Ensuite, même en cas de contrat de recherche formel, il y a souvent des lacunes au niveau du contenu. Certains chercheurs travaillant dans les zones en conflits ont montré que les prévisions financières pour des imprévus de terrain sont insuffisantes, parfois même inexistantes. Par exemple, certains collègues assistants de recherche ont témoigné qu’il est souvent arrivé qu’ils soient obligés de toucher dans leurs propres poches pour compenser des frais de terrains sans qu’ils puissent ensuite être remboursés.

De plus, les contrats de recherche ne prévoient souvent aucune clause sur la sécurité physique, et encore moins la sécurité mentale du chercheur. La responsabilité pour ces aspects est mise au niveau du chercheur individuel lui-même. Comme une chercheuse nous a témoigné : « Lors d’une recherche à Walungu, j’ai signé un contrat de recherche mais malheureusement rien n’était dit en rapport avec ma sécurité ni la prime de risque. Nous allions dans les zones rouges à nos risques et périls. » En cas de problème, le chercheur local se sent souvent très seul sur son terrain. Il ne sait pas non plus ce que le coordinateur du projet prendrait en charge si par exemple la situation venait à occasionner des dépenses. Par exemple, un collègue assistant de recherche nous a raconté comment son chemin de retour du terrain avait une fois été bloqué par un groupe armé. N’ayant aucun choix, il a dû passer par la zone de front car il ne savait pas si les frais (relativement considérables) d’un trajet plus sécurisé aurait été pris en charge par le projet qui l’employait.
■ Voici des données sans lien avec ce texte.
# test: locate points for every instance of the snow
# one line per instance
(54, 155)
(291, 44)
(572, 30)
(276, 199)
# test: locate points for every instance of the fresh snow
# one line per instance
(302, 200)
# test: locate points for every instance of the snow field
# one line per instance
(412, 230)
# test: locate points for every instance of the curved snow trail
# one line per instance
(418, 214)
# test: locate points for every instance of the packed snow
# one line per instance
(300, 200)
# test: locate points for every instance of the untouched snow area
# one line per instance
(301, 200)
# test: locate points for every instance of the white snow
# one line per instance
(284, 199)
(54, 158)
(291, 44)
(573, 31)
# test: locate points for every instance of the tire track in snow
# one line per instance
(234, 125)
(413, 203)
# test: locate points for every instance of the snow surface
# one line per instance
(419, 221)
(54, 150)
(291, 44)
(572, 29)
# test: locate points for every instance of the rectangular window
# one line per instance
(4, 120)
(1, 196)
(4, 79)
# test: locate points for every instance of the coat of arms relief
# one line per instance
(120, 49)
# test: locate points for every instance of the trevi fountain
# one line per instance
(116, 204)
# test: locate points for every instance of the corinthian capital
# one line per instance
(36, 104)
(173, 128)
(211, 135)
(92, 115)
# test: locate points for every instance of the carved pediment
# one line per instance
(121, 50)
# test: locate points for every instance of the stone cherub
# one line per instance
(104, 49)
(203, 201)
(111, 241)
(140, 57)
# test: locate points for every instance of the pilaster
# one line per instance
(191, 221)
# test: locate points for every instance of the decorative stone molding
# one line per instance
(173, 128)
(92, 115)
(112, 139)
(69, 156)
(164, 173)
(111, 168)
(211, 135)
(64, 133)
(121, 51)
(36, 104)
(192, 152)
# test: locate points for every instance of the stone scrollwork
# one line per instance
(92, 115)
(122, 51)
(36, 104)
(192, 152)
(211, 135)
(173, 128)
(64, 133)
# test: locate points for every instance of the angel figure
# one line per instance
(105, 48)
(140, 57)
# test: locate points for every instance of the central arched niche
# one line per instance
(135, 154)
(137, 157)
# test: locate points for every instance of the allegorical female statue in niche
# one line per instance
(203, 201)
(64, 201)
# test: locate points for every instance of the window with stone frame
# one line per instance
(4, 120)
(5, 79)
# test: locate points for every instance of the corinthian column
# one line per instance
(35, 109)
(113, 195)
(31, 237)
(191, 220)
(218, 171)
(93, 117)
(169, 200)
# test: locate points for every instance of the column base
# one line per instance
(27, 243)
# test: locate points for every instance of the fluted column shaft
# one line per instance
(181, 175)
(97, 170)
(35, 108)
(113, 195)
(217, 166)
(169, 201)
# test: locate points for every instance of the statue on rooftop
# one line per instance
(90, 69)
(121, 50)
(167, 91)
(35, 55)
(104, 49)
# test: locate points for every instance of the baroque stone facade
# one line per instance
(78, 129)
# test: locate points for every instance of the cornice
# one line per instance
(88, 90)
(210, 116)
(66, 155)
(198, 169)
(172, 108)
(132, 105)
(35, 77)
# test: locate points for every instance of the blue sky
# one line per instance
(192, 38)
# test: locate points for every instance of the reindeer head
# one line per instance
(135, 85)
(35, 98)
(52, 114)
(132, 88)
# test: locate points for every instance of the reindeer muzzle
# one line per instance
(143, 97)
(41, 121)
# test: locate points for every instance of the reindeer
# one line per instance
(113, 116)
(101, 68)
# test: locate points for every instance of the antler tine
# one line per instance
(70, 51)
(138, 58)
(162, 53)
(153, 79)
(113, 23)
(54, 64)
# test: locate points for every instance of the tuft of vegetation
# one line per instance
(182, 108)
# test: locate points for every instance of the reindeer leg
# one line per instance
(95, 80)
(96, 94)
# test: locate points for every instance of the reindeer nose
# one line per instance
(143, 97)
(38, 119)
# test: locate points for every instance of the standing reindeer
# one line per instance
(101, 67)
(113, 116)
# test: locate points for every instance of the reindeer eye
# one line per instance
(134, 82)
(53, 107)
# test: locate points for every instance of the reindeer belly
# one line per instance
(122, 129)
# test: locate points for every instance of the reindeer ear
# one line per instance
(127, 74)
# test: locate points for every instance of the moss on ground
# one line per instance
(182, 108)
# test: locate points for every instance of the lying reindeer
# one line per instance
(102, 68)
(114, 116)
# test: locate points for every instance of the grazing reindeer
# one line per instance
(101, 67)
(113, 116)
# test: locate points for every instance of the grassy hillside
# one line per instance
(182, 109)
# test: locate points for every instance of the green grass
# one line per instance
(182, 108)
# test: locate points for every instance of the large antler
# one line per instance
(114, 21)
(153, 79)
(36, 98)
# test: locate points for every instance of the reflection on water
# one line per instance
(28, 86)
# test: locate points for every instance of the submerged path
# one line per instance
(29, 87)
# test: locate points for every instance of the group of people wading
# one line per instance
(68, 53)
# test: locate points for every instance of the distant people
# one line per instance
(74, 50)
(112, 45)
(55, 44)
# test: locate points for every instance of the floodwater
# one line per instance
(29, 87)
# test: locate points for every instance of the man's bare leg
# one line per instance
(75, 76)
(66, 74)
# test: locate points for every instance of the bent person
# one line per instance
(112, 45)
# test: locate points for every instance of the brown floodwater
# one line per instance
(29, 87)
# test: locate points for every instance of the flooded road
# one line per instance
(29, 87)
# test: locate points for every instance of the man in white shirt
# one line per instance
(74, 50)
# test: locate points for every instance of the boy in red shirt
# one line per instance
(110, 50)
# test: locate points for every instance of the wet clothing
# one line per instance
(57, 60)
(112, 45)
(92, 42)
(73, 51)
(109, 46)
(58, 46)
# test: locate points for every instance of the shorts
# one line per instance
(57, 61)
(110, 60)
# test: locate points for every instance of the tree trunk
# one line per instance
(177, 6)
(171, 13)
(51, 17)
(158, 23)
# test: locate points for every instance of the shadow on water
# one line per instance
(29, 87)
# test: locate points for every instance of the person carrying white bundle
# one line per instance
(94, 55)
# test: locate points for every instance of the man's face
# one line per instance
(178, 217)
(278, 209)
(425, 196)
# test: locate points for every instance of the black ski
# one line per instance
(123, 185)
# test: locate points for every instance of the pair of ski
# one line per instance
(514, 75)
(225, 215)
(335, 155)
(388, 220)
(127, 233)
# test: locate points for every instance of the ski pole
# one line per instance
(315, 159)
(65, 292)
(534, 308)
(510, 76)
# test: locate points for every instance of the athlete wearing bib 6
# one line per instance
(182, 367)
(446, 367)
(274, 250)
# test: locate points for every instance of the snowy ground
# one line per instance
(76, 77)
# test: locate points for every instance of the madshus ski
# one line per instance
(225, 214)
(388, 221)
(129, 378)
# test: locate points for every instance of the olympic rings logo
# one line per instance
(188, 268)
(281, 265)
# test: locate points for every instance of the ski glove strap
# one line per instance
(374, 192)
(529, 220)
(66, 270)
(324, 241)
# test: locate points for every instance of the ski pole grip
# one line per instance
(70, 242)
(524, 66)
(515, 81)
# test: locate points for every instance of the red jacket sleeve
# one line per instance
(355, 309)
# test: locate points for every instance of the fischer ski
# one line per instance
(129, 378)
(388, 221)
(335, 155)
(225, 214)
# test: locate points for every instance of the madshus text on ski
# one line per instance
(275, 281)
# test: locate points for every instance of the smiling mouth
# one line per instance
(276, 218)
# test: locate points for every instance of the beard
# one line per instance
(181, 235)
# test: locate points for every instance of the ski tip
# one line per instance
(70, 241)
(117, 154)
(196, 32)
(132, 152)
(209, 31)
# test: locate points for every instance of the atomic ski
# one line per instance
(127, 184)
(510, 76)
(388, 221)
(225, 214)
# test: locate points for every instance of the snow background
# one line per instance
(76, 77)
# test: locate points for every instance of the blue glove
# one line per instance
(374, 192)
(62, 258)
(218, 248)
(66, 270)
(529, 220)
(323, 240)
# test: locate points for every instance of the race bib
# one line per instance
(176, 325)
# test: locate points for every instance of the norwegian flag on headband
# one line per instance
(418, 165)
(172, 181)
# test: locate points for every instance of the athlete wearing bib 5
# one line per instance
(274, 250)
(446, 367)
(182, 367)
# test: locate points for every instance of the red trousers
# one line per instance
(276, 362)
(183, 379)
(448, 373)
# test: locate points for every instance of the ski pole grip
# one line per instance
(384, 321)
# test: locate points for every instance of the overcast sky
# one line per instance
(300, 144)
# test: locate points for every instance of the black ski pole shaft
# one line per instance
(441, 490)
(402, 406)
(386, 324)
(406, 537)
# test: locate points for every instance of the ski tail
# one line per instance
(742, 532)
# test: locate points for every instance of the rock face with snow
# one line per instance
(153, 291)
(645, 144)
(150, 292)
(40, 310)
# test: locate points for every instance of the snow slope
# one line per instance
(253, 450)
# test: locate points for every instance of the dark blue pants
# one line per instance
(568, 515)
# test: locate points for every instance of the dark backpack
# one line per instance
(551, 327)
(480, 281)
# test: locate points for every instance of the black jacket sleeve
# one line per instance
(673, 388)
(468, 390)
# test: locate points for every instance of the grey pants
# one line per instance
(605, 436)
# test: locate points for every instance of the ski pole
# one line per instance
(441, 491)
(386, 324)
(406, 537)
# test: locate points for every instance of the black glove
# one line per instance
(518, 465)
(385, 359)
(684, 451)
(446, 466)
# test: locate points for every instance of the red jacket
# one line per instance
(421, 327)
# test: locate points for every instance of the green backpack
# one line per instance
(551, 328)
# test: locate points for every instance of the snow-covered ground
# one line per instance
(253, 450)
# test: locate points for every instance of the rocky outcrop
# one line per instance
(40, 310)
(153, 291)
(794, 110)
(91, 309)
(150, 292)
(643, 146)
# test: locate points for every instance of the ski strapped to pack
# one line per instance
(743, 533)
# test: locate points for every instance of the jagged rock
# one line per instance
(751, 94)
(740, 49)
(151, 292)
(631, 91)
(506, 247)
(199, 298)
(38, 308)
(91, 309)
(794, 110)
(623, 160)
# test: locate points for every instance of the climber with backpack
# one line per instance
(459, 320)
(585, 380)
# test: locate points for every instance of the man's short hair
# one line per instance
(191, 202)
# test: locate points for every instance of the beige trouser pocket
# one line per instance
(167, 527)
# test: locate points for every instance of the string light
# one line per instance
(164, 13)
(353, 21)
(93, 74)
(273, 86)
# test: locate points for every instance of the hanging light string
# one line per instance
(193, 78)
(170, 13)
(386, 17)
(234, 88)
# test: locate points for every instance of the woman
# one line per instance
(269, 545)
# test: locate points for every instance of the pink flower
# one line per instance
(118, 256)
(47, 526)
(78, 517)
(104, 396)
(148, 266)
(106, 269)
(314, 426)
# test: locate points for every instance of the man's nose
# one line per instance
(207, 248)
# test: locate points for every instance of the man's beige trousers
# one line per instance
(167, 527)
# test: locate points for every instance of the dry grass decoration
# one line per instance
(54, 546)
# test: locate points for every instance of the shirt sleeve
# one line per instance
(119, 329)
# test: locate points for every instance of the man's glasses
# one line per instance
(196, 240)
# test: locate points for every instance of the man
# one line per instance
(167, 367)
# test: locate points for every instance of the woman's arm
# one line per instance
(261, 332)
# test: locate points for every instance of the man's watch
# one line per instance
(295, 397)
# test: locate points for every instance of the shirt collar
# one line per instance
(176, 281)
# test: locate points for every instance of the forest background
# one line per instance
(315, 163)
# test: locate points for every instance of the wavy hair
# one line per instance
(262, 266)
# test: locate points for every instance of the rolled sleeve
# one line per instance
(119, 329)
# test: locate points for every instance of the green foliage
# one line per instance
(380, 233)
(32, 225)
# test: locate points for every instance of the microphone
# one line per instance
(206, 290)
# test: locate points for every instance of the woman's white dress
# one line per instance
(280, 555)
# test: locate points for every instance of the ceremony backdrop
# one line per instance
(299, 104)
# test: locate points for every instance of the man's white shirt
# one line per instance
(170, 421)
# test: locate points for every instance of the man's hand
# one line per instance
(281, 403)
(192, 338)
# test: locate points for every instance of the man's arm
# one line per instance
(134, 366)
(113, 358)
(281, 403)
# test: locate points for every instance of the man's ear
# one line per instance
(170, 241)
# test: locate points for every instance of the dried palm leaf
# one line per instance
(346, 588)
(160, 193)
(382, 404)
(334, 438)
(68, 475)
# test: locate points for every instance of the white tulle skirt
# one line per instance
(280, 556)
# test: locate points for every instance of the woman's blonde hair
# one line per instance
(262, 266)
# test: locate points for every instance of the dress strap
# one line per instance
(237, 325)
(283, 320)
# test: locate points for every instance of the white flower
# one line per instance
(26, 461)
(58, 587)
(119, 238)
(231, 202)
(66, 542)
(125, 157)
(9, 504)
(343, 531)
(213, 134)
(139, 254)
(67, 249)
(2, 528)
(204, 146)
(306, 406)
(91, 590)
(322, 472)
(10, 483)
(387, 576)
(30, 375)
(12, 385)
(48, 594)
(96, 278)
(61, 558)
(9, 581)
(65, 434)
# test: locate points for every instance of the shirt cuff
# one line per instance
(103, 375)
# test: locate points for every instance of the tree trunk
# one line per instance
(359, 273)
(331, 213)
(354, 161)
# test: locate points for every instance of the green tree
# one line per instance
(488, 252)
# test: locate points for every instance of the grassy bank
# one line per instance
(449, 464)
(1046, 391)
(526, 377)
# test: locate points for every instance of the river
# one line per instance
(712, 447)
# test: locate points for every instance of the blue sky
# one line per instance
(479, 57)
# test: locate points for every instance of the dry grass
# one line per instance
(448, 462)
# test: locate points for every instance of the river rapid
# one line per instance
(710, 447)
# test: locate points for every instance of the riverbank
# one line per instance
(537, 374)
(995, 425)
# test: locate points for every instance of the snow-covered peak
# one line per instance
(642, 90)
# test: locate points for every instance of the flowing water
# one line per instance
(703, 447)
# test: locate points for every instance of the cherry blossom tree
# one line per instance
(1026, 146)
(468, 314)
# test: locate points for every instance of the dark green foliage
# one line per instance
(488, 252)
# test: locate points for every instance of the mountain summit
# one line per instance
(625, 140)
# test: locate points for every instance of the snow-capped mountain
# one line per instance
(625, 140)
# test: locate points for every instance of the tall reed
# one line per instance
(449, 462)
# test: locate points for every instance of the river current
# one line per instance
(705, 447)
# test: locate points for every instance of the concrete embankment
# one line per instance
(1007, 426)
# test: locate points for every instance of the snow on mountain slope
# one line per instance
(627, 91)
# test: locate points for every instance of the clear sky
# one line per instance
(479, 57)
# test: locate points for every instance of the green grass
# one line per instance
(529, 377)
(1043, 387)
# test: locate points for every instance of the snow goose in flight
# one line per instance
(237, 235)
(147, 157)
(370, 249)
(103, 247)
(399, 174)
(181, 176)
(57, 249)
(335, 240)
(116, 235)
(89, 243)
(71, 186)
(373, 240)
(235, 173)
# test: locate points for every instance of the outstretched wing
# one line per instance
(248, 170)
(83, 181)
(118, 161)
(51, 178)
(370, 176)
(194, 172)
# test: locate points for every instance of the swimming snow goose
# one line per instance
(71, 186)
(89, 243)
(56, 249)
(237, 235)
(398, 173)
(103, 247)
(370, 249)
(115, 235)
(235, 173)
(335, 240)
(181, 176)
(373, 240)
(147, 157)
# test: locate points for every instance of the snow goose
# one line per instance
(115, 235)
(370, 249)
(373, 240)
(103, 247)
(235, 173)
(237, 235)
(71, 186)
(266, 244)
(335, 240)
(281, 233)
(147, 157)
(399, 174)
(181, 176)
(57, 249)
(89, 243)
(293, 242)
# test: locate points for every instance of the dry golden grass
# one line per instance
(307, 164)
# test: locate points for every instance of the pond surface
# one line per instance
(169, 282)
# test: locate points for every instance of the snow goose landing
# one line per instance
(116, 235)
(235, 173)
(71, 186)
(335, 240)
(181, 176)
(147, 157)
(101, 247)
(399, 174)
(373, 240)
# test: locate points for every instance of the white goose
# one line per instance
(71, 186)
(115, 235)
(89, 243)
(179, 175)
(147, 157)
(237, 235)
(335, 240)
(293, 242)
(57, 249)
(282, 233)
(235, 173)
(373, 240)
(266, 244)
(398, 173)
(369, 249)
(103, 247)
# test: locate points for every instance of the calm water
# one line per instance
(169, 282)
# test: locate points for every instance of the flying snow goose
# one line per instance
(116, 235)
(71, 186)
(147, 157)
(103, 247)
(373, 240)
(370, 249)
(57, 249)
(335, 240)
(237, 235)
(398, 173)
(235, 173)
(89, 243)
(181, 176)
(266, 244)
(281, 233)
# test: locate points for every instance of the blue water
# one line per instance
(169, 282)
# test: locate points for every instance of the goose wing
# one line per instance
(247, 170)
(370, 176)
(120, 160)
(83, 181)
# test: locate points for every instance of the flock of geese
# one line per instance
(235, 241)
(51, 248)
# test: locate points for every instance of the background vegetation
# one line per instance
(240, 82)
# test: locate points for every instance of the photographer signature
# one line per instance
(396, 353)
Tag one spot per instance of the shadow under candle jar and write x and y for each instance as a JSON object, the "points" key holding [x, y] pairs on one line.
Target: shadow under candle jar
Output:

Ensuite, au-delà du contrat, les accords qui lient les deux parties prenantes ne sont pas nécessairement respectés. Souvent, le chercheur étant l’une des parties contractantes ne reste pas avec la copie de contrat contresigné. Un chercheur a donné l’exemple d’une recherche commanditée par une ONG dans laquelle il était impliqué. Ils étaient engagés pour 6 mois, mais sans contrat signé. Et à la fin, ils ont finalement été payés pour un seul mois. D’autres coordinateurs des projets de recherche font signer aux chercheurs locaux de faux contrats. Un collègue nous révèle : « Nous avions été impliqués dans plusieurs recherches et parfois nous travaillions comme des bénévoles. Après avoir rendu les rapports pour être payés, les commanditaires nous disent d’attendre jusqu’à ce que nos rapports soient validés. Mais au final nous nous ne sommes pas payé ».

Finalement, plusieurs chercheurs critiquent le déséquilibre de pouvoir qui marque les relations de recherche sur le terrain conflictuel. Vu que les recherches impliquent souvent les chercheurs à courte durée, et avec une grande concurrence pour peu d’emplois disponibles, il y a peu de marge de manœuvre pour les chercheurs de négocier des meilleures conditions contractuelles.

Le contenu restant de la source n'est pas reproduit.